Mr. Candris, 60, has headed the Cranberry-based firm since July 2008 and will stay on as a senior adviser to the management team. He started at Westinghouse in 1975.
Mr. Ferland will work with Ricardo Perez, the current president of operations, who's been named president and chief operating officer. Together, they form the new Westinghouse Executive Office, a company leadership setup of two presidents with "clearly defined responsibilities," the firm said in a press release.
Westinghouse's revenue in Mr. Candris' first year was $3.2 billion, up $1 billion from the year before. It rose to $4.2 billion in 2009 and then surged ahead $500 million for a 2010 revenue of $4.7 billion.
The company employs about 3,300 workers in the Pittsburgh region, most of whom work out of a 2-year-old campus in Cranberry. Westinghouse was sold to Toshiba in 2006.
Mr. Candris' tenure has been dominated by the approval process for the AP1000, a nuclear reactor that's become the firm's flagship product.

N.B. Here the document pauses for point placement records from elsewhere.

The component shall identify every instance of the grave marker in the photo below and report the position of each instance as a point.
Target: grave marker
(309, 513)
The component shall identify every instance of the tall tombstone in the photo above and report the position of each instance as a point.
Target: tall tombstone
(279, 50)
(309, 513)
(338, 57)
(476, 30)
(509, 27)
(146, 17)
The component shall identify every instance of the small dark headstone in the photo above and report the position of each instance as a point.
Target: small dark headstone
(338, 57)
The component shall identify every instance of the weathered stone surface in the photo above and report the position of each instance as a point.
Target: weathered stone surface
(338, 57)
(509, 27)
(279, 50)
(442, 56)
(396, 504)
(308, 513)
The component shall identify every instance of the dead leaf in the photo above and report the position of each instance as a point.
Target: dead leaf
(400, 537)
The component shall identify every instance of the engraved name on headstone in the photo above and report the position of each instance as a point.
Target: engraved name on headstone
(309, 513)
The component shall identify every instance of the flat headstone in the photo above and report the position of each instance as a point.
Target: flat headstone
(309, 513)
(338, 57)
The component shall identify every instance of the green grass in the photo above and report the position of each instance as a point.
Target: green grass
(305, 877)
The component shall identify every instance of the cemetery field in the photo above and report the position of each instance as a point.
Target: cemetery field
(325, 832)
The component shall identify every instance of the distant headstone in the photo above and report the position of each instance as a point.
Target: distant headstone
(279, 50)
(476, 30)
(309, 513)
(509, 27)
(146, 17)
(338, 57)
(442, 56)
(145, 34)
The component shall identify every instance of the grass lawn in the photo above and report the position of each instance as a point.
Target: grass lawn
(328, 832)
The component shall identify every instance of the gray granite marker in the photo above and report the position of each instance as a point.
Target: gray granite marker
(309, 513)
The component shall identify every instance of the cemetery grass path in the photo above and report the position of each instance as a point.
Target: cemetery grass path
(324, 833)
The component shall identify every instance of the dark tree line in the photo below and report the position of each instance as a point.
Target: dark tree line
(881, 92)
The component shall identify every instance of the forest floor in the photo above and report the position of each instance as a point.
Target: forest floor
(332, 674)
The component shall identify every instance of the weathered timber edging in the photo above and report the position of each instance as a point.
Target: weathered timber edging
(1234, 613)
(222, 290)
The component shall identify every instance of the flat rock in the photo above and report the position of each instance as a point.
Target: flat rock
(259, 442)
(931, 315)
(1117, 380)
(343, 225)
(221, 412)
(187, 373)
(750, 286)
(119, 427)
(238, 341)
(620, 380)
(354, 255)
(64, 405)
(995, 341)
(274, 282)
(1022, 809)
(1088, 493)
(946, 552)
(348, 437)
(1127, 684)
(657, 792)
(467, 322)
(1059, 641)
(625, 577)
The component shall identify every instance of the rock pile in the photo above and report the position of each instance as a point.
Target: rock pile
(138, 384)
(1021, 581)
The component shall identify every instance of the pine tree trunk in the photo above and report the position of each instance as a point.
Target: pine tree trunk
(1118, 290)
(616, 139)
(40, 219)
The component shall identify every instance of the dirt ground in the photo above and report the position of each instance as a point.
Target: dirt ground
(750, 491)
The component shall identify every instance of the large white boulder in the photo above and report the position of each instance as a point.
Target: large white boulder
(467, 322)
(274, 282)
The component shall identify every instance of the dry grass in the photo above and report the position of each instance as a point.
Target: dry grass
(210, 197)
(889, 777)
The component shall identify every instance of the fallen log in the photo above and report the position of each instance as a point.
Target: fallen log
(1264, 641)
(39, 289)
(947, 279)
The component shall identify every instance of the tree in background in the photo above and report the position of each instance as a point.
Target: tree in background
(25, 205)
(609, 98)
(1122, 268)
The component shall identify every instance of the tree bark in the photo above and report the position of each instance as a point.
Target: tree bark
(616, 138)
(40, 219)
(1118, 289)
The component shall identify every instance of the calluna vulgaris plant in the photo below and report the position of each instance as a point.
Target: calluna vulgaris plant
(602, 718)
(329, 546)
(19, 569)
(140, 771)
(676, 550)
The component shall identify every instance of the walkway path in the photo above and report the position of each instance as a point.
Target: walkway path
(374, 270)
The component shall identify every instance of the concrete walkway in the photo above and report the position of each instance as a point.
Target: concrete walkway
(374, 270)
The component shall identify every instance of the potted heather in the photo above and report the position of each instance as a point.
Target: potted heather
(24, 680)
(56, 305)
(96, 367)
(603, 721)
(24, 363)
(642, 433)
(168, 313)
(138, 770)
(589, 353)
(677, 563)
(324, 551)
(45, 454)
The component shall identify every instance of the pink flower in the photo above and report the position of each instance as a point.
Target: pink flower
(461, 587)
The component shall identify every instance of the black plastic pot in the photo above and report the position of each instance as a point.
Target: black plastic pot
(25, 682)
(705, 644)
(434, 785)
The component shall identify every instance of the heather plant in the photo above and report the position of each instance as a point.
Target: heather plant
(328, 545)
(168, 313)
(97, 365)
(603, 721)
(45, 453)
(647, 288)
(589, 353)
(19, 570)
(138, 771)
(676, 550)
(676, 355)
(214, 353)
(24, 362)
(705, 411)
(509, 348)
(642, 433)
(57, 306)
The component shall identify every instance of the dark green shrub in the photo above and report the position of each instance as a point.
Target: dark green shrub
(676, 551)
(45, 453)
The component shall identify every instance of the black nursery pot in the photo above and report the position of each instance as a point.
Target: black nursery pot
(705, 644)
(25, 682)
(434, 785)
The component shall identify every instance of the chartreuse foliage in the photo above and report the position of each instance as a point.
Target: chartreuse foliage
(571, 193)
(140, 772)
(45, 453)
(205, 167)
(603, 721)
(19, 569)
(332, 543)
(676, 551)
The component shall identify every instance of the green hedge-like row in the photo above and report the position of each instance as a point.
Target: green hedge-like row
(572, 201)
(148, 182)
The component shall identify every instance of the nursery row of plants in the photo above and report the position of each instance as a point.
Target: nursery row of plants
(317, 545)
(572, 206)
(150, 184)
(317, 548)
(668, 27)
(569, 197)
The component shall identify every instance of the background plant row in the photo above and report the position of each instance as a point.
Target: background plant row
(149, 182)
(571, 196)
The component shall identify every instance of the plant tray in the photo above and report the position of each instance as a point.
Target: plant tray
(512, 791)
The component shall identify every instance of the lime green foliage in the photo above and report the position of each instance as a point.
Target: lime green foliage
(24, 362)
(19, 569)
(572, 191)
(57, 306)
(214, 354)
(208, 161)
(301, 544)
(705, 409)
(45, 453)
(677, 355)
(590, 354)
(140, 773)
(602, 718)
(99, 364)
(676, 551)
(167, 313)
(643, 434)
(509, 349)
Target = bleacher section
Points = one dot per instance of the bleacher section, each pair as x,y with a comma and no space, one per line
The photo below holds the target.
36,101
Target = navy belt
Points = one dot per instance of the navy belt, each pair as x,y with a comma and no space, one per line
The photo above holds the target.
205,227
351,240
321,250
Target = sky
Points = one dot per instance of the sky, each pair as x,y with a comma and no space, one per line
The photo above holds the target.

The AP1000 secured final approval in late December, which will allow Westinghouse to finish building the first domestic nuclear power plants since the Three Mile Island accident of 1979 near Harrisburg. Several models are already planned in other countries.
"He helped keep the firm vibrant during the lean years of the 1980s and 1990s, and he very much laid the groundwork for the global nuclear energy renaissance we are experiencing today," board chairman Shigenori Shiga said in a statement.